Window. The window was there.
Nothing was on him.
A spray of viscous blurry fluid streaked with obscene twisting forms oozed down the glass. The car's blinkers lit a stark ochre nightmare - multiple overlapping stains, lingering worms coiling and sliding. Their heads bristled with complex hooked mouthparts wider than their bodies which flexed and closed continually. Could they chew their way in?
The kangaroo could sense him in here. He had to make it go away, scare it somehow. He banged on the window and yelled. “Get out! Go!” But his voice was weak. The roo stood unmoved like an obelisk against the uncaring sky. When you thought about it, the idea of him scaring it was ludicrous. So ludicrous that he actually laughed. But he wasn’t helpless yet. He wormed his way between the front seats as he had seen Shane do. Leaves dragged across his cracked china head like the fingers of a broken hand. Once in the front seat, he held down the horn. The strident electronic bray was shockingly loud after aeons of near silence. He withstood the pain in his head by imagining he was inflicting the same on the kangaroo. Eventually he released the horn, turning painfully to look. The 'roo had still not moved. At least it had stopped attacking the glass. He faced the front again and saw another figure outsid
e.
Shane was back. That was good. He hoped she was OK. Perhaps she’d even brought help. He was getting very tired and hungry, and his head needed attention.

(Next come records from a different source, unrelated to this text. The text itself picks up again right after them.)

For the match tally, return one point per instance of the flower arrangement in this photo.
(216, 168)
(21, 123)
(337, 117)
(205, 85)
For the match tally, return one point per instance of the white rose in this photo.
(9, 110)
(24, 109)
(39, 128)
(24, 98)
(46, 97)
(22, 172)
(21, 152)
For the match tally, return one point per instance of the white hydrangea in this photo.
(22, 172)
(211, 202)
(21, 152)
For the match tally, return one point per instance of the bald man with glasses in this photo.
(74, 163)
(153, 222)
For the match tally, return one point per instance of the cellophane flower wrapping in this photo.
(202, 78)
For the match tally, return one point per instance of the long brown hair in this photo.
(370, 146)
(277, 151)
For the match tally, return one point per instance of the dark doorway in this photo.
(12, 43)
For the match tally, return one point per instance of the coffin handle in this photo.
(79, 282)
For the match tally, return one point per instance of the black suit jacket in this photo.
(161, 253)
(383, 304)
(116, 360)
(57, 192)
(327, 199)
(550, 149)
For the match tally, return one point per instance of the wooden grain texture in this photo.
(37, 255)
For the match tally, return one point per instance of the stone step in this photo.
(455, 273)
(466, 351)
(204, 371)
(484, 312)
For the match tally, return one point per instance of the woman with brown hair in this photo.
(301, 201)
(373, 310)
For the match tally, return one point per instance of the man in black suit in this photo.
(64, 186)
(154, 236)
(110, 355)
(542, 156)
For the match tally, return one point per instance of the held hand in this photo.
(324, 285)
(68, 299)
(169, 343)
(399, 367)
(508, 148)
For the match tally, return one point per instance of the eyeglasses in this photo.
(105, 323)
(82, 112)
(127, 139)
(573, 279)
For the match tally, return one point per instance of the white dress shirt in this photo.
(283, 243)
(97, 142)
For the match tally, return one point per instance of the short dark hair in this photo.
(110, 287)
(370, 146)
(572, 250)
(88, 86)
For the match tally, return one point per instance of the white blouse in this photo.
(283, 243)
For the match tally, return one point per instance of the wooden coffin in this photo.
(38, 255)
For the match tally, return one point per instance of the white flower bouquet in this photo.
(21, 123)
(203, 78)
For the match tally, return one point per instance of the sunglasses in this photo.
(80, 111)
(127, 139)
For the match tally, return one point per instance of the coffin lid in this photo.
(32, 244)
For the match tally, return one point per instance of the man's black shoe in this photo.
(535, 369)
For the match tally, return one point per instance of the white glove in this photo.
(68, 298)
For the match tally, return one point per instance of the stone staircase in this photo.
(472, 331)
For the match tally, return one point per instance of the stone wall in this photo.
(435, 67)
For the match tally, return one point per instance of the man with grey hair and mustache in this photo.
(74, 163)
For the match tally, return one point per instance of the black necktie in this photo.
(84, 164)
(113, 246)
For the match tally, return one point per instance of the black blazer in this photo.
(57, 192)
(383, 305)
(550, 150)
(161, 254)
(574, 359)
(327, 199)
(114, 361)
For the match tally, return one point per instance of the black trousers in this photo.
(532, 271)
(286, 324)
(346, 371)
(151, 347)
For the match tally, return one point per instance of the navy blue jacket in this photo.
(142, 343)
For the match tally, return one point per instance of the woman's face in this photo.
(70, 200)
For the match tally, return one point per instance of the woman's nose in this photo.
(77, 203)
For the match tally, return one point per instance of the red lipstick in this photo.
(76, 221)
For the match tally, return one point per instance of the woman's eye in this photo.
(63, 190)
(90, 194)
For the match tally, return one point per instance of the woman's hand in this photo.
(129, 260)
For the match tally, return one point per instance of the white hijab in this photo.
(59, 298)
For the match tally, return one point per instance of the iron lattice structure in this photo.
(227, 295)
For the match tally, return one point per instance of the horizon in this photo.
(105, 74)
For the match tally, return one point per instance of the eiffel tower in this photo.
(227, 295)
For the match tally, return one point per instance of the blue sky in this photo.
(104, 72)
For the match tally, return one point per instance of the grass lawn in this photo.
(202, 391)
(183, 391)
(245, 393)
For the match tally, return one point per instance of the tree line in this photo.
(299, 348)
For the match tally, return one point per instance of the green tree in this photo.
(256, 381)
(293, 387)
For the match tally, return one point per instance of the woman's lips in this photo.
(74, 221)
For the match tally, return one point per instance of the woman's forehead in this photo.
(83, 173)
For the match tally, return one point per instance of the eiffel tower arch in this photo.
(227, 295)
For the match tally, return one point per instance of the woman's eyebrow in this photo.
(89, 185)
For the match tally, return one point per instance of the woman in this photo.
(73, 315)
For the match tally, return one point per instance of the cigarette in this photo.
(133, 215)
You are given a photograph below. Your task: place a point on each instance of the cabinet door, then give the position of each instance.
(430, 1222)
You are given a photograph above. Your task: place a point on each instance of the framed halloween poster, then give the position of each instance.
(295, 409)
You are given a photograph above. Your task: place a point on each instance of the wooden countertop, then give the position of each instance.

It was comfortable here, and safe, but he'd better go out and see her. He would be safe from the kangaroo with two of them there. He opened the door and pulled himself out again, not minding the fresh onslaught of pain and lights. This would be over soon.
Shane’s head was lowered but he recognised her dark pageboy hair. “Hello, you beautiful.”
She came closer, but her approach was the lopsided, stuttering hobble of a lame animal. She started to raise her head and he didn’t want to see, because he could smell her now too. She was like the kangaroo. What was left of her face confirmed it. Had the worms done that, or - he had an unwanted vision of Shane tearing at her face to get them out, trying not to scream but doing so anyway, digging deeper, more and more flesh coming away each time, peeling herself, teeth and bulging eye exposed skull-like... All in vain, though. He could see them on and in her. Her whole body must be infested.
Like the kangaroo, she stopped once she was within a few metres of him and just switched off. Did they know he was going to die? Perhaps they could see or sense how bad his head was. The cold and pain mingled and clutched at his stomach, but determination shot through him. He'd show them otherwise.
He slid slowly back into the car like an injured grub. Shane was dead. There was nothing left of her in what was out there. He had to survive for her and be rescued, so he could tell her family what had happened. Otherwise she would never be found and they would never know. How would he find them? He had her pack, her phone. Surely their numbers were stored on there. He had postcards too. Probably her passport. It would all be taken by the authorities when he was rescued, but he could write down some contact details first. In fact he should do that now - who knew how soon they might come. Was there a pen in the glovebox?